Convolutional LSTM’s for Sea Temperature Forecasting

Summary: In this post we will build a model that forecasts sea temperatures using a hybrid neural network design. The network will combine a recurrent architecture, specifically a long-short term memory (LSTM) network, with a convolutional network module.

This type of neural network is well suited to our task due to spatial correlations within the data (locations in the ocean in close proximity have similar temperatures) and temporal dynamics (temperatures change over time). We will explain the details about the data and how it is formatted and the process of building, training, and evaluating our model using deeplearning4j (DL4J) below.

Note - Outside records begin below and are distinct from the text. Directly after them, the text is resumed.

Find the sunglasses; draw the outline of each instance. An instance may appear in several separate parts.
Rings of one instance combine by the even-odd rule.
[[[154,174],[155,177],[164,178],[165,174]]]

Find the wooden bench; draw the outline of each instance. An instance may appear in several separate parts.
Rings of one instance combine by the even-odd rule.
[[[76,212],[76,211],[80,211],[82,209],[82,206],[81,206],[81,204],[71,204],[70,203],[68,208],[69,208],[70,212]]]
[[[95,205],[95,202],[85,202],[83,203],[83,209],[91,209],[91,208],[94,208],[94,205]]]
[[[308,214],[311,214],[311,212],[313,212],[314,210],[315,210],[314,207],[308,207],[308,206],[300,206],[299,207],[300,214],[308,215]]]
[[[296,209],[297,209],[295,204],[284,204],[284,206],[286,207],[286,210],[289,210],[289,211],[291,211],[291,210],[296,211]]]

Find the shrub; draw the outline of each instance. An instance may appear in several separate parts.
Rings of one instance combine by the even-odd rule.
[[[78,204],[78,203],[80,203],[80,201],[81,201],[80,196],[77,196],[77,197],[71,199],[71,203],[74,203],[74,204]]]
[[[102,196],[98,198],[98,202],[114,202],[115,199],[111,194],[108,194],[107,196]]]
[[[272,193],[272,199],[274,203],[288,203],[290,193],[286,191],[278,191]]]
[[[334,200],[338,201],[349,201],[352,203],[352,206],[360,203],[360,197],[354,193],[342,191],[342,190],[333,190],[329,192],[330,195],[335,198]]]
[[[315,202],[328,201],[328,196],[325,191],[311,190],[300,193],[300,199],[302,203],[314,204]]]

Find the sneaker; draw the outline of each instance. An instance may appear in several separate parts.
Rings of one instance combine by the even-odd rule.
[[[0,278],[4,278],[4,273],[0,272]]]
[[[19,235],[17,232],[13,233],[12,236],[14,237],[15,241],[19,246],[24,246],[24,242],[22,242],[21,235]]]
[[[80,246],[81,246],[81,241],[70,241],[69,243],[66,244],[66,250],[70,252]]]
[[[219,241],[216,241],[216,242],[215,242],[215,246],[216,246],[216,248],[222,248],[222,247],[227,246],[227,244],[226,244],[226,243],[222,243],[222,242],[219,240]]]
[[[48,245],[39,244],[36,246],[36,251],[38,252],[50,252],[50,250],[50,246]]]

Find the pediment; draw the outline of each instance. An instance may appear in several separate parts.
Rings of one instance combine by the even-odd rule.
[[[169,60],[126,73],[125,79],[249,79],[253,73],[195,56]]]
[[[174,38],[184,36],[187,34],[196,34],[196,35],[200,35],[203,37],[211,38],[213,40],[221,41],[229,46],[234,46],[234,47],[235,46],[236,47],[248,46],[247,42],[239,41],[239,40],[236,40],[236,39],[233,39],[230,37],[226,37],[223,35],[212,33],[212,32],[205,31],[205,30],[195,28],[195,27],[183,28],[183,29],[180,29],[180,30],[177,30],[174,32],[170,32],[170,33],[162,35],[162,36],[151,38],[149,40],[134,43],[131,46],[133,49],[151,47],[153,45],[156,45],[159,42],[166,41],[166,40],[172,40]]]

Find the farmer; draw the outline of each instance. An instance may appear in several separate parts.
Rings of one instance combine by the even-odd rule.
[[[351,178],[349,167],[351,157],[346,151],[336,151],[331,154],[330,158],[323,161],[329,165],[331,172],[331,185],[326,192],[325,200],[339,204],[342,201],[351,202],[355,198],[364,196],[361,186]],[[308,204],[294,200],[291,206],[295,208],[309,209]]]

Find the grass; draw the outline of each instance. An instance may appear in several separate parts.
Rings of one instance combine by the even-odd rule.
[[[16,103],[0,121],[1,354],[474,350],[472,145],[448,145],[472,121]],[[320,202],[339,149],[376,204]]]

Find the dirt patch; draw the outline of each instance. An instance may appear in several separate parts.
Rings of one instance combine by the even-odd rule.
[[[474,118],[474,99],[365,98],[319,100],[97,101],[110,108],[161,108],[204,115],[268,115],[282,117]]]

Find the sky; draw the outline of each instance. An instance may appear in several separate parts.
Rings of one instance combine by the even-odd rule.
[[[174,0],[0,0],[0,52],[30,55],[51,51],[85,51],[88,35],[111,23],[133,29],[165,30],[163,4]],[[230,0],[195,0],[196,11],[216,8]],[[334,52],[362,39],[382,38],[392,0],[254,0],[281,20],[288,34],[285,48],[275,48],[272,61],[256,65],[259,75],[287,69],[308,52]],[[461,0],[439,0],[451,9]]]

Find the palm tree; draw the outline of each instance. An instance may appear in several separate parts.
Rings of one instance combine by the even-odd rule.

Editor's Note: This is an accompanying post to an Ocean Temperature Prediction tutorial featured on JAX. View the JAX article here.

Neural networks have achieved breakthrough accuracy in use cases as diverse as textual sentiment analysis, fraud detection, cybersecurity, image processing, and voice recognition. One of the main reasons for this is the wide variety of flexible neural network architectures that can be applied to any given problem.

In this way, deep learning (as deep neural networks are called) has transformed data science: engineers apply their knowledge about a problem to the selection and design of model architectures, rather than to feature engineering.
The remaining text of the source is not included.